ほどほどに、


 九十三、九十四。頭の中で、均等な時間を分けて数えながら両手に握り締めた木刀を振り上げる。ずきずきとする痛みにももう慣れた頃、俺はようやく部屋からの軟禁から解放された。というのも伊作が頑として俺の鍛錬がしたいという懇願を受け入れなかったせいだ。そのたび、「傷口はが思ってるより酷いんだぞ!?」の一言で説教は締められ、扉も同じく無常にすぱんと音を立てて閉められた。

 それも昨日で終わりだ。俺は今、いつもより緩む表情を引き締めようとしていた。表情を引き締めなければ精神も緩む。久々の、ごつごつとした木の感触にどきどきする。やはり体を動かすのはいい、淀んでいた思考がするすると解けていく気がする。

「九十九……、!」

 遠くて、鳥の声か枝の折れる音か、そんなものが聞こえたような気がした瞬間、腹部の傷がずきん! と爆ぜるように痛んだ。反射的に傷口を庇おうとしてしまった体のせいで木刀を握っていた手の力が、抜ける。振りぬいた瞬間の出来事だった。俺は目を見開いて急いで木刀を見上げた。横に垂らした髪がいきなりの俺の行動についていかず空中で奇妙にうねる。

 木刀は俺の手から離れて、俺の力と遠心力を得て速さを持って飛んでいった。どこまで飛ぶのか検討もつかないが、もしも、もしも落ちた先に人が居たら怪我をするだろう。悪ければ様々な、忍者としてくの一としての可能性を奪ってしまうことになる。己の未熟さに唇を噛み締め、木刀を追おうと脚に力を入れたところだった。

「はっ!」

「!」

 何かが風を斬るように、目で追えない速さで木刀を追う。一瞬、ギラリと日光に反射して俺の目を眩ますそれはあまりに酷い鋭利さで、目を細めた瞬間に木刀を見事に射止めた。そのせいで力を失った木刀はくるりくるり、ほんの少しの回転を披露しながら、からん……。あまりに空っぽな音を立てて地面に落ちた。

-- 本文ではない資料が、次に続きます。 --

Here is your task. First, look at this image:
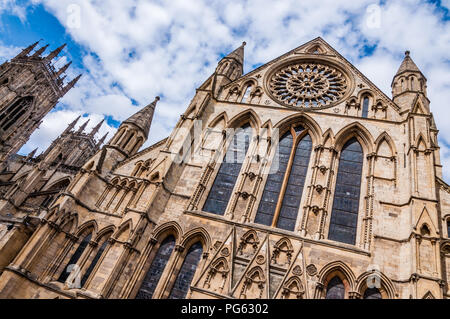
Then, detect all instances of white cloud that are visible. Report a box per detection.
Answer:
[0,0,450,180]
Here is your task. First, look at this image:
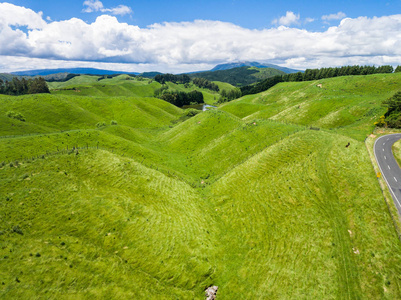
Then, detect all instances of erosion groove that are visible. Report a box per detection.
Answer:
[0,74,401,299]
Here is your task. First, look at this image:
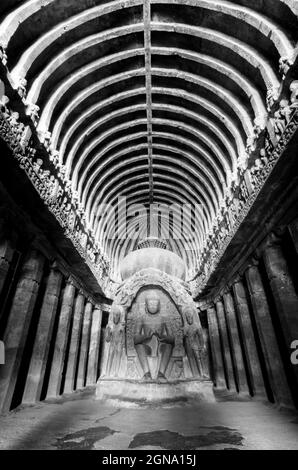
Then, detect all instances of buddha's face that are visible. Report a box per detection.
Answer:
[185,310,193,325]
[146,297,160,315]
[113,310,120,325]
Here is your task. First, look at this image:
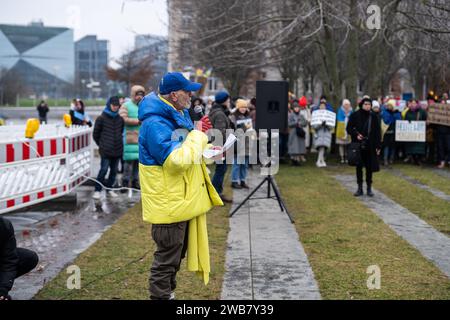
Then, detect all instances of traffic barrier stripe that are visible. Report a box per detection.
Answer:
[0,125,92,214]
[0,138,65,164]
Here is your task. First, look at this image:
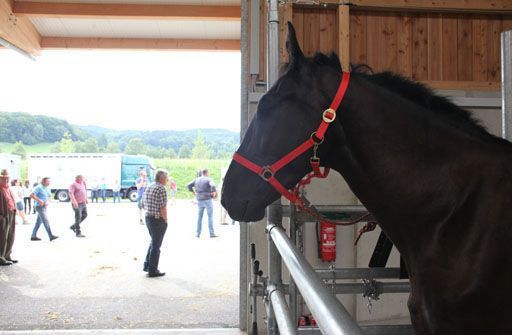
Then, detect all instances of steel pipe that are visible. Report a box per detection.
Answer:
[267,225,363,335]
[268,285,297,335]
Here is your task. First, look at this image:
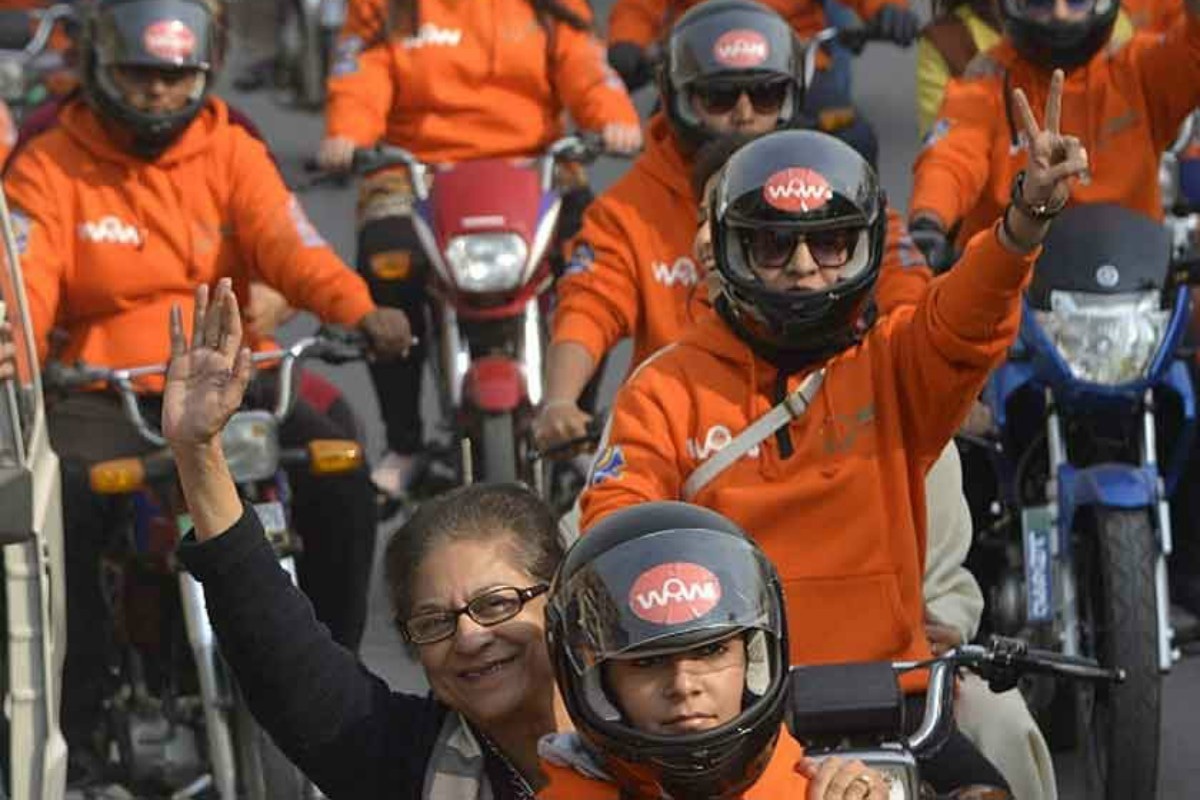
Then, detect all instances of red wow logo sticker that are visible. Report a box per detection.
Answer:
[143,19,196,64]
[629,561,721,625]
[762,167,833,212]
[713,28,770,70]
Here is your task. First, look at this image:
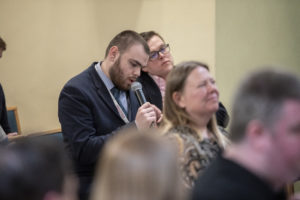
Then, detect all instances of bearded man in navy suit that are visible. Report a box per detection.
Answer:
[58,30,161,200]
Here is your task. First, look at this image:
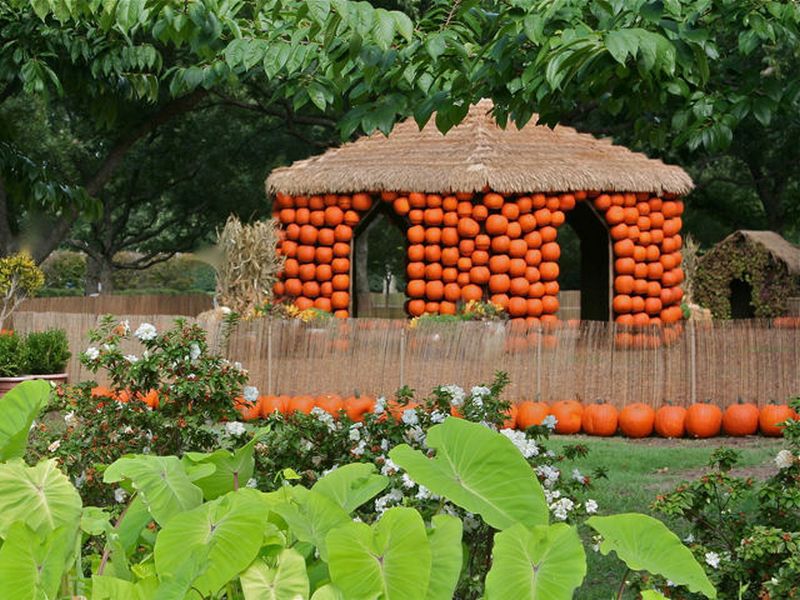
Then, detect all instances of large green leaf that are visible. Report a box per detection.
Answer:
[586,513,717,598]
[486,523,586,600]
[270,486,350,560]
[328,508,431,600]
[389,417,549,529]
[0,379,50,461]
[0,521,77,600]
[311,463,389,513]
[103,455,203,527]
[239,548,309,600]
[183,428,269,500]
[0,460,82,538]
[425,515,463,600]
[154,489,266,595]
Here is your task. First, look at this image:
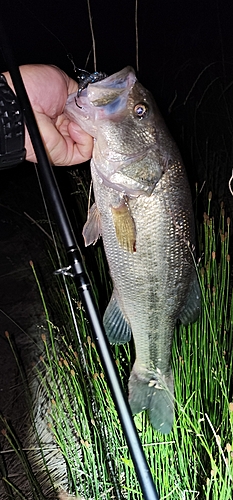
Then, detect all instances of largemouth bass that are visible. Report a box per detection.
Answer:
[65,67,200,433]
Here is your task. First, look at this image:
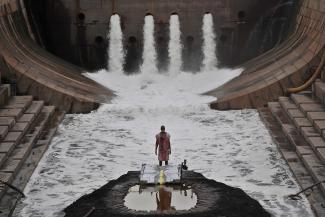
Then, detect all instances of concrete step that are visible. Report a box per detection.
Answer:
[0,104,55,200]
[259,106,325,216]
[313,79,325,104]
[290,94,315,105]
[2,96,33,111]
[302,154,325,194]
[268,102,290,124]
[25,101,44,114]
[0,172,13,198]
[0,101,43,173]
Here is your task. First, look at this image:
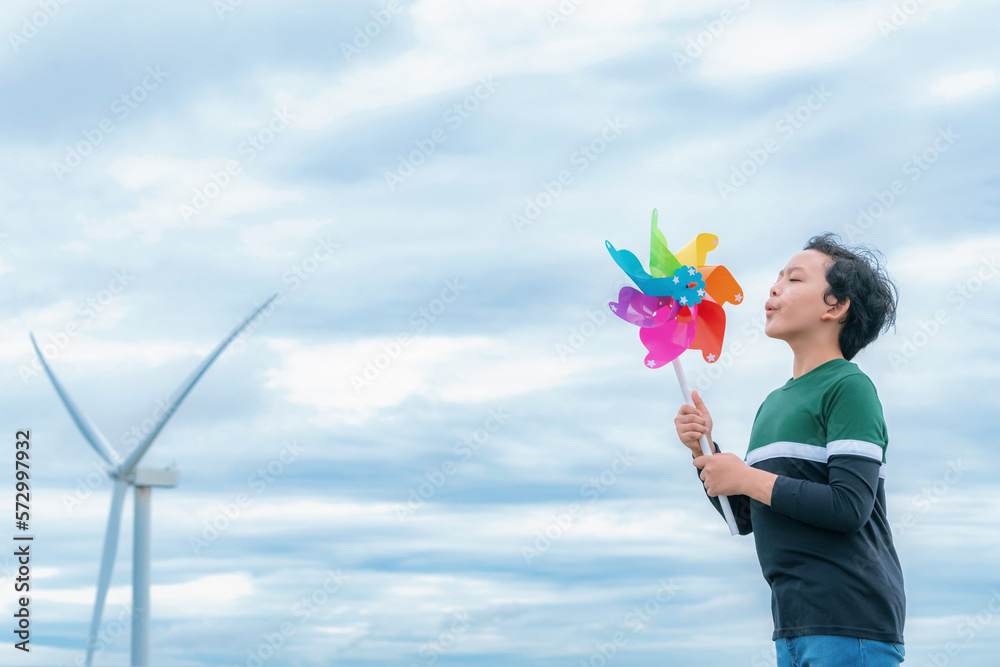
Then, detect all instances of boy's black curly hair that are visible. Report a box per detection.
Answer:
[802,232,899,360]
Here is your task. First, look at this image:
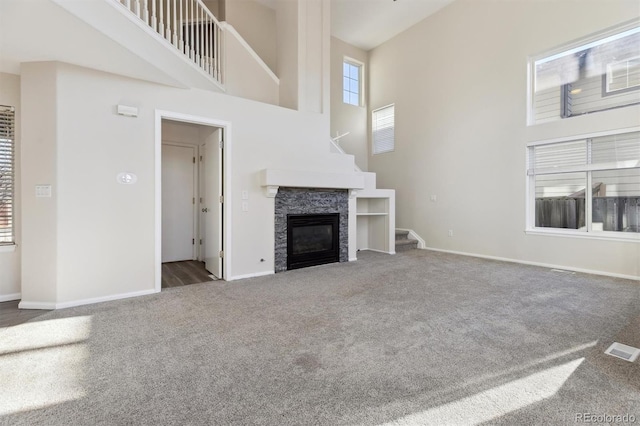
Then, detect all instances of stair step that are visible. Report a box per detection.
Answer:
[396,239,418,252]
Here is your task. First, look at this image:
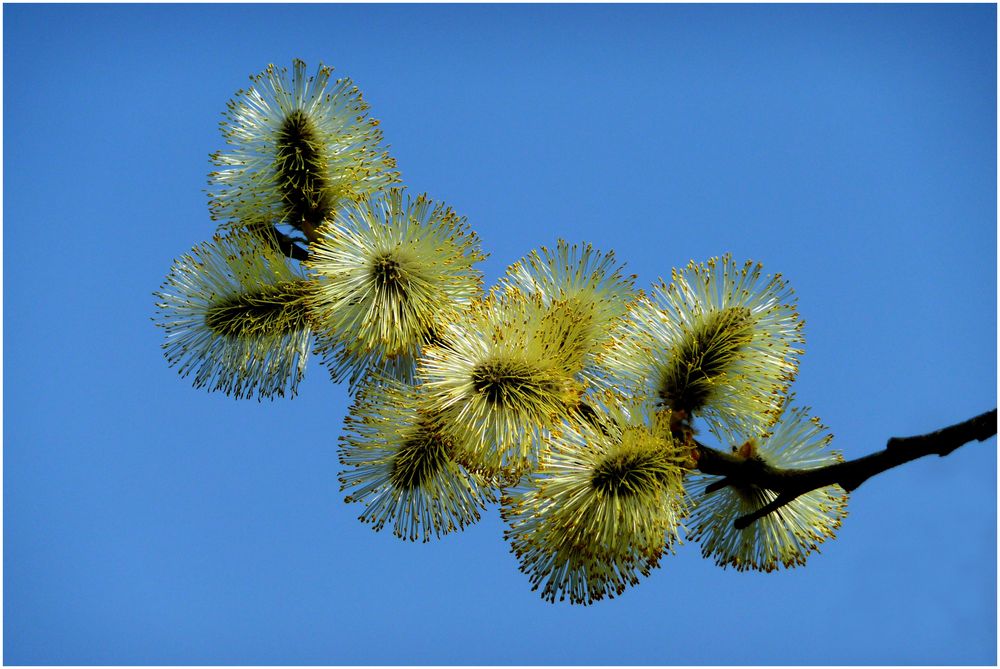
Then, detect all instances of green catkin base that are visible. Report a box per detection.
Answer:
[275,110,336,230]
[205,281,309,338]
[659,307,753,413]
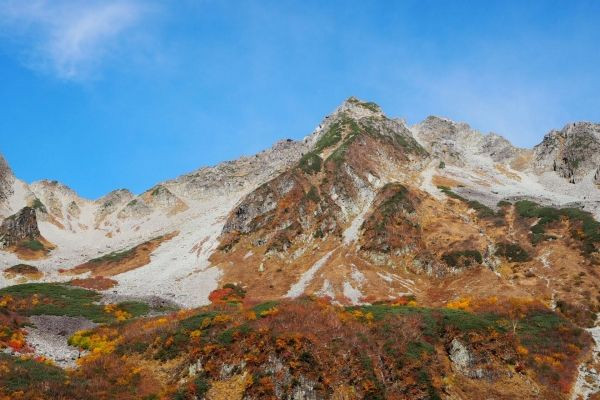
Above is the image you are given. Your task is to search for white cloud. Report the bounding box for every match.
[0,0,148,80]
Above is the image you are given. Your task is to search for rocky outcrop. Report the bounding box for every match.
[534,122,600,183]
[448,338,484,379]
[0,155,14,204]
[221,98,427,253]
[412,116,522,166]
[0,207,41,247]
[95,189,134,226]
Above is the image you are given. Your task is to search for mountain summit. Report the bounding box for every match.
[0,97,600,310]
[0,97,600,400]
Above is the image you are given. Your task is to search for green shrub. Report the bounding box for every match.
[438,186,497,218]
[19,239,45,251]
[306,186,321,203]
[31,197,48,213]
[515,200,600,253]
[0,283,149,323]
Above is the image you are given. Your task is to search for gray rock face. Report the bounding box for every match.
[148,185,181,209]
[26,315,97,367]
[223,174,288,233]
[412,116,521,166]
[449,338,484,379]
[0,207,41,247]
[0,155,14,203]
[534,122,600,183]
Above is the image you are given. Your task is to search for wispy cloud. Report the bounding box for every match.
[0,0,149,80]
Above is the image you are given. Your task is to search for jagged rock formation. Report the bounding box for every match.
[0,154,14,205]
[0,98,600,308]
[0,98,600,398]
[534,122,600,183]
[0,207,41,247]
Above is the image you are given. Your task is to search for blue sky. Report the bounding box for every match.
[0,0,600,198]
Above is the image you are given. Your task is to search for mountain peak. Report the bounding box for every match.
[334,96,384,118]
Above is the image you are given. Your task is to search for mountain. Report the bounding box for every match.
[0,97,600,399]
[0,98,600,306]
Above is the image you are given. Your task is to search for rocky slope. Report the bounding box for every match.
[0,98,600,305]
[0,98,600,398]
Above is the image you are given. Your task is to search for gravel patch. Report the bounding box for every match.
[25,315,97,367]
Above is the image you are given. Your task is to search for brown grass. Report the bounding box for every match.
[7,236,56,261]
[431,175,462,188]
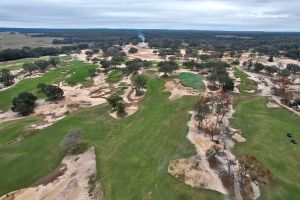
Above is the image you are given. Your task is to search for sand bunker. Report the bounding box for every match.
[0,147,101,200]
[0,73,112,129]
[165,78,200,101]
[168,156,227,194]
[168,112,227,194]
[109,87,146,119]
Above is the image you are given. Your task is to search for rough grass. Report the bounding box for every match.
[0,79,223,200]
[64,61,97,85]
[0,61,96,111]
[234,68,257,95]
[0,56,49,70]
[232,97,300,200]
[106,69,122,83]
[178,72,205,90]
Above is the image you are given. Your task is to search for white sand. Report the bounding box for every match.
[0,147,100,200]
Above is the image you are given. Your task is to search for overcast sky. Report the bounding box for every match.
[0,0,300,31]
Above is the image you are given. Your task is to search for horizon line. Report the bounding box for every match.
[0,27,300,34]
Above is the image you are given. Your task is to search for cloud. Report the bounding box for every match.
[0,0,300,31]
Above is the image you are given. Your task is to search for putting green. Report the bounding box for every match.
[178,72,205,90]
[0,79,223,200]
[0,61,97,111]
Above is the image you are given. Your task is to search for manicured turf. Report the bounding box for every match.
[64,61,97,85]
[0,61,96,111]
[0,79,224,200]
[178,72,205,90]
[106,69,122,83]
[234,68,257,94]
[0,56,49,70]
[232,97,300,200]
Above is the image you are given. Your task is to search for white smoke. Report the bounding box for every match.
[138,33,146,44]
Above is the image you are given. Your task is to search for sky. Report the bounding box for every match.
[0,0,300,32]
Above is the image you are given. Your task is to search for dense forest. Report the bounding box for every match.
[0,28,300,60]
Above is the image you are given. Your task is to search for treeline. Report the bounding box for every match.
[0,44,88,62]
[35,29,300,59]
[0,29,300,59]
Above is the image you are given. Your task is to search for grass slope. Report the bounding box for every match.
[0,61,96,111]
[234,68,257,95]
[232,97,300,200]
[0,79,223,200]
[178,72,205,90]
[106,69,123,83]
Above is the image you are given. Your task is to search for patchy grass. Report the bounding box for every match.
[0,79,224,200]
[178,72,205,90]
[64,60,97,85]
[0,118,37,144]
[106,69,123,83]
[0,61,96,111]
[231,97,300,200]
[234,68,257,95]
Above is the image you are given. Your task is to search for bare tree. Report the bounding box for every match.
[61,129,83,151]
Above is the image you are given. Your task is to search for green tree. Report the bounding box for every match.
[100,59,111,71]
[34,60,49,72]
[133,75,147,95]
[23,63,38,75]
[157,61,179,76]
[60,129,83,151]
[125,59,144,74]
[11,92,37,116]
[36,83,47,93]
[107,94,123,111]
[268,56,274,62]
[254,63,265,73]
[49,57,60,67]
[128,47,139,54]
[0,69,15,87]
[116,101,125,115]
[44,85,64,101]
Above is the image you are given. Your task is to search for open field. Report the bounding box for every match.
[232,97,300,200]
[234,68,257,94]
[178,72,205,90]
[0,32,59,50]
[106,69,122,83]
[0,56,49,70]
[0,61,96,111]
[0,79,223,199]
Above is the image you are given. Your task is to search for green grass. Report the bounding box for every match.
[0,56,44,70]
[64,61,97,85]
[234,68,257,95]
[178,72,205,90]
[106,69,122,83]
[0,79,223,200]
[0,61,96,111]
[232,97,300,200]
[0,118,37,144]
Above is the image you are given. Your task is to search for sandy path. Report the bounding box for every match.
[168,112,227,194]
[0,147,100,200]
[240,67,300,116]
[165,78,200,101]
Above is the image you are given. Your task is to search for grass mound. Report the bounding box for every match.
[234,68,257,94]
[0,61,96,111]
[0,79,223,200]
[231,97,300,200]
[178,72,205,90]
[106,69,122,83]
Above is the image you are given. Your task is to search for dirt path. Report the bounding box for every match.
[240,67,300,116]
[0,147,101,200]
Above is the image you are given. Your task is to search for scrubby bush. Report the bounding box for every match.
[11,92,37,116]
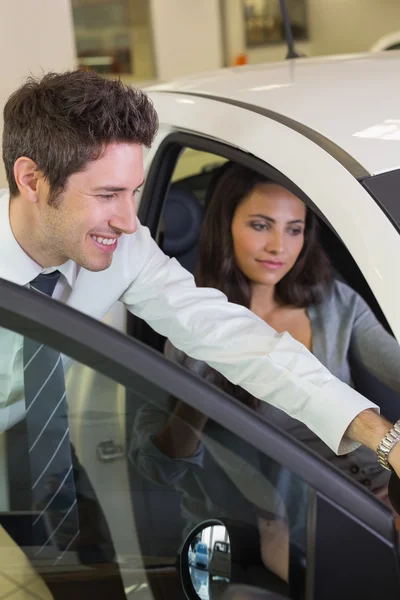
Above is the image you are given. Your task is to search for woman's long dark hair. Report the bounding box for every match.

 目の前に、落ちた。誰にも傷をつけることなく、目の届く場所にある。それに溜息をつきながら、誰かに自分の失敗を見られたこととそれの尻拭いをさせてしまったことに今更ながら胸の辺りがずきずきする。もう慣れたはずの痛みに俯いてしまう、ずきずきずき、黙れ! 悪態をついてから、俺は礼を言おうと顔を上げた。

「もう大丈夫なのですか、先輩」

 すると既にそいつは俺の目の前に居た。少し近すぎて驚いたが、そうだこいつこそが俺の失敗を止めてくれた俺の恩人、礼を言わねばならない。

「悪い、助かった……滝夜叉丸」

「いえ、この滝夜叉丸には造作も無いことです!」

「そうか」

 確かに、あの戦輪の扱いは俺も、六年生の誰だってできないだろう。それは滝夜叉丸の十八番というもので、戦輪の扱いを九十九の才能で開花させたらしいこいつは六年になったら、いや、卒業したらどのような忍者になるだろうか。いや、愚問だ。きっと何も変わらないに違いない。

 下級生には評判は悪いが、成績は学年の中で一番、上級生には礼儀正しく敬語を使い、自分を控えめにできる滝夜叉丸はとても腕のいい忍者になるだろう。四年にしておくには勿体無いくらいだが、自惚れはほどほどにしたほうがいいと、密かに思っている。俺はなんだかんだでこの自分を信じて疑わない後輩を買っているのだ。

「負傷なされたとお聞きしましたが」

「その通りだが」

「ご自愛ください。鍛錬も完治までは……程ほどに」

「……」

 まるで思考を読んだ意趣返しのように目の前の後輩から出てきた「程ほどにした方がいい」、に、俺は目を丸くする。そうか、こいつは「自分は何一つ間違ったことはしていない、真実を貫いて生きているのだ」という信念で立っている。だとしたら俺の思っている、滝夜叉丸に言おうと思った「程ほどにした方がいい」は無意味だ。

 その代わりにごまかすように俯いて、ありがとう、と一言呟いて、戦輪の突き刺さった木刀を拾い上げた。